LAC: sulla peste suina i cinghiali non sono gli untori ma le vittime!
Abbiamo appreso dalla stampa che sul problema della peste suina africana, che sta dilagando da tempo in Europa ed ora anche in Italia, la Ministra dell’Agricoltura Bellanova, in accordo con il Ministero della Salute, avrebbe già inviato al Presidente del Consiglio Conte uno schema di decreto legge per affrontare questa emergenza.
Il fulcro di questo ennesimo decreto consisterebbe nell’adozione di un piano organico di gestione e controllo dei cinghiali, la cui realizzazione pratica verrebbe poi affidata, come al solito, ai cacciatori!

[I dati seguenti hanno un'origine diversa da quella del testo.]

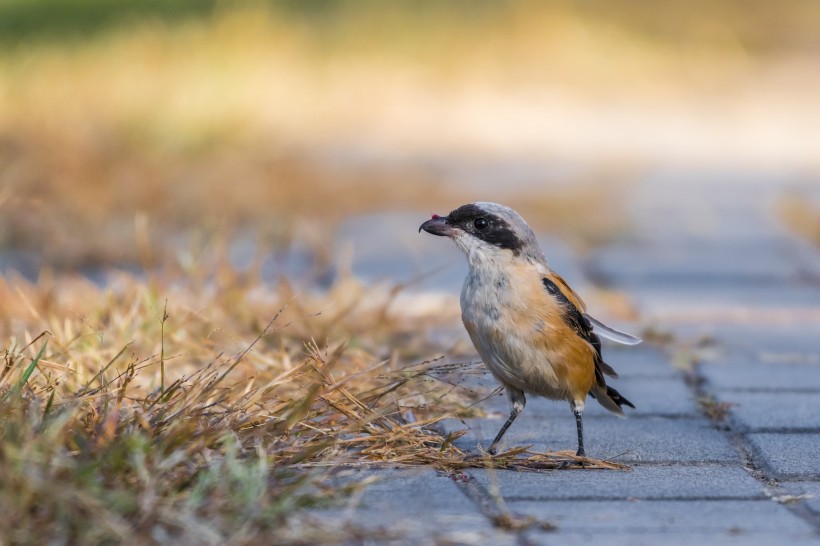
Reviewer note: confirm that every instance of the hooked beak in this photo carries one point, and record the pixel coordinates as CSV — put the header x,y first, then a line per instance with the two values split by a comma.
x,y
437,226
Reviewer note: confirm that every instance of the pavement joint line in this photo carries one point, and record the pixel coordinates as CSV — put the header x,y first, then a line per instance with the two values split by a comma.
x,y
758,470
535,498
490,506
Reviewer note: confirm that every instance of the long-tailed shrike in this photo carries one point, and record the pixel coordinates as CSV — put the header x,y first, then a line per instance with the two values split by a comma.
x,y
528,325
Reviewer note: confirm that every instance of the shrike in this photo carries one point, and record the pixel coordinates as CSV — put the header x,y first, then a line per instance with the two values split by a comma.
x,y
528,325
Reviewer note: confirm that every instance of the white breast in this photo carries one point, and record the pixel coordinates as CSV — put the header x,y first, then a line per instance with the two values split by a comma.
x,y
489,300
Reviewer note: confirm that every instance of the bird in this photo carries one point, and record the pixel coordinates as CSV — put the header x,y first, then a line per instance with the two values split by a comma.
x,y
530,328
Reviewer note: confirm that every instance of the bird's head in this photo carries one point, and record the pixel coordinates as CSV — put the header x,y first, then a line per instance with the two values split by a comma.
x,y
486,231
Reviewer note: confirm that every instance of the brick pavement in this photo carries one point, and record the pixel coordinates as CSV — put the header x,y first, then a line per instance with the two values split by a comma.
x,y
707,261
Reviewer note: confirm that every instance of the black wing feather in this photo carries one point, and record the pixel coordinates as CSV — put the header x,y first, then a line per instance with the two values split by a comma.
x,y
583,328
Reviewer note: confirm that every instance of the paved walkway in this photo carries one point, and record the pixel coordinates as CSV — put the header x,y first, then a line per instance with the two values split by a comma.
x,y
725,442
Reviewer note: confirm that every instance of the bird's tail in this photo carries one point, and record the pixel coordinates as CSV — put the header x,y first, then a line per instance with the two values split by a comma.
x,y
610,399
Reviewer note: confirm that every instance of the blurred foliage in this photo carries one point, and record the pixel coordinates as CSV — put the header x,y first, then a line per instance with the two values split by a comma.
x,y
754,26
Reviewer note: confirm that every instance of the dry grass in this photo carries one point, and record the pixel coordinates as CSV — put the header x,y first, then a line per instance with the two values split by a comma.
x,y
212,408
802,216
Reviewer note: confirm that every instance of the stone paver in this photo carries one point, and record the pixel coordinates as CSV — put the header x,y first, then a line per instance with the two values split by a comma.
x,y
650,439
716,516
773,411
642,482
789,456
751,375
809,490
731,538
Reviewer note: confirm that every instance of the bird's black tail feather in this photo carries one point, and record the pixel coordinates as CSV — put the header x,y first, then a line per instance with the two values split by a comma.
x,y
610,399
618,398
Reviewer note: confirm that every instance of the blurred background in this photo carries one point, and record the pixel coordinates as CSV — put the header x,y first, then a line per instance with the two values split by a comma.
x,y
307,134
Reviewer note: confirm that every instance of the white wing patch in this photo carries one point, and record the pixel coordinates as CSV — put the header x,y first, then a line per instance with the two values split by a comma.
x,y
611,333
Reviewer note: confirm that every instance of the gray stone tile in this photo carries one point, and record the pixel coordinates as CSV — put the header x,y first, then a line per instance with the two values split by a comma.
x,y
773,411
643,482
715,516
696,259
415,491
789,456
809,490
752,375
739,538
650,439
652,396
419,506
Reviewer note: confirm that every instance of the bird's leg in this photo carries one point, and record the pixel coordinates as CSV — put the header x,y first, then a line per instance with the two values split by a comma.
x,y
517,401
578,410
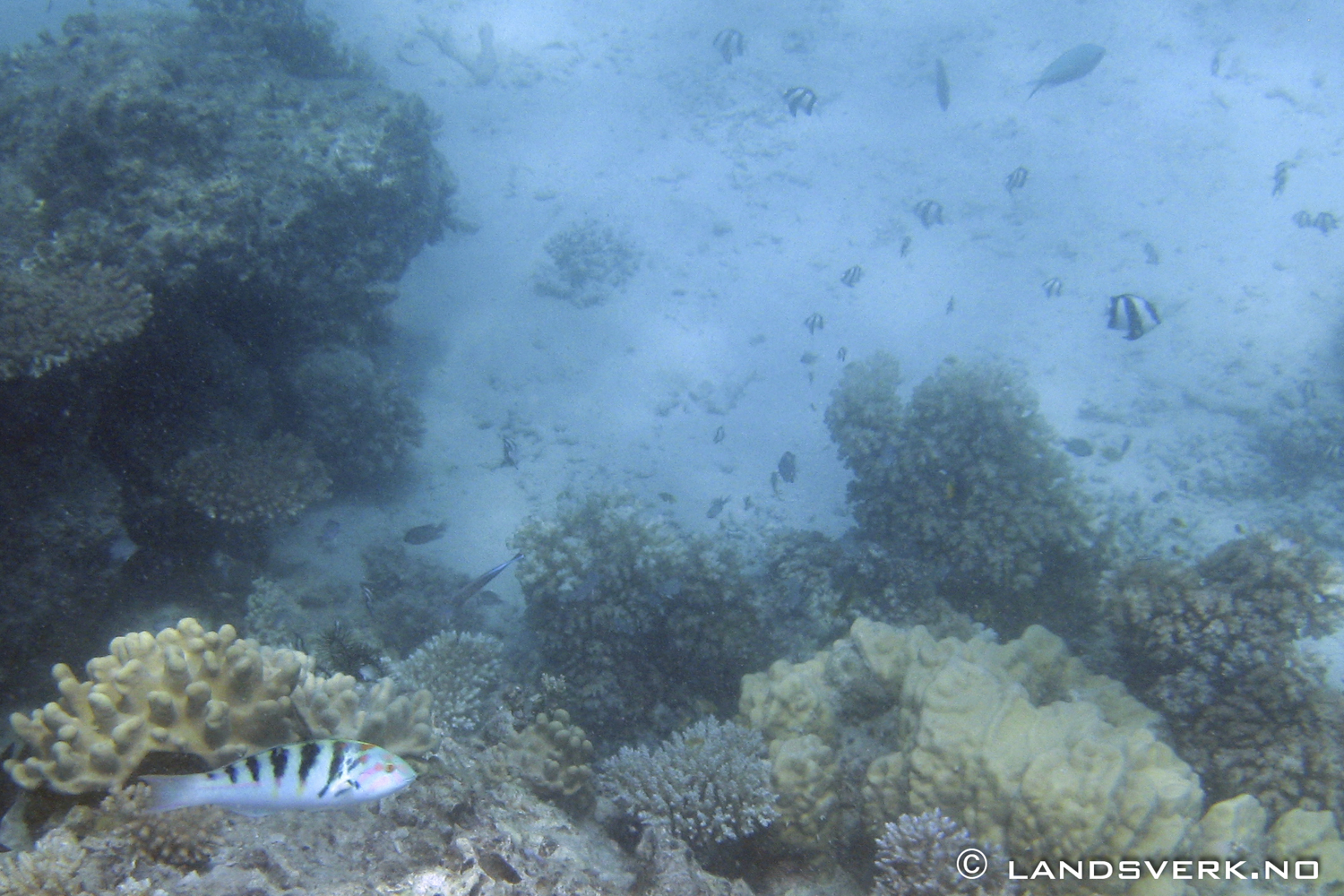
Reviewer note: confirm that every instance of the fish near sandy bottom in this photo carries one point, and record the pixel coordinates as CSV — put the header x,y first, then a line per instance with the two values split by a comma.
x,y
1070,66
319,774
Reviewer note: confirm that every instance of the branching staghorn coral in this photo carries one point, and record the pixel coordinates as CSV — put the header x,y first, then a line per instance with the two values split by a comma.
x,y
247,481
917,856
48,319
1212,648
460,670
968,477
709,783
202,692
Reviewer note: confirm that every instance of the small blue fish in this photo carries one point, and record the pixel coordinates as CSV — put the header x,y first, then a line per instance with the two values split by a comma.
x,y
475,587
319,774
1072,66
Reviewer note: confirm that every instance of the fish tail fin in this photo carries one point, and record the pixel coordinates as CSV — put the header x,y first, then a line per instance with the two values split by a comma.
x,y
172,791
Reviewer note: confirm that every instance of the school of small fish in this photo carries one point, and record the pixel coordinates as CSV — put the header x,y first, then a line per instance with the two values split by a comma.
x,y
319,774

Ma cosa c’entrano i cinghiali con la diffusione della peste suina? Indagini sanitarie evidenziano come Ia circolazione di animali infetti, prodotti a base di carne di maiale contaminata e lo smaltimento illegale di carcasse, l’importazione di carni da paesi dell’est non controllate, sono le modalità più rilevanti di diffusione della malattia.
Indagini evidenziano che la peste suina africana si genera e si diffonde in quegli allevamenti intensivi di maiali, dove le condizioni igienico-sanitarie sono pessime e nei quali ci sono animali malati che fanno da “incubatoio” e quindi da diffusori del virus.
Come farebbero quindi i cinghiali, che sono animali selvatici e che vivono nei boschi, a contagiarsi con i maiali infettati dalla peste suina ed in più rinchiusi negli allevamenti a circuito chiuso?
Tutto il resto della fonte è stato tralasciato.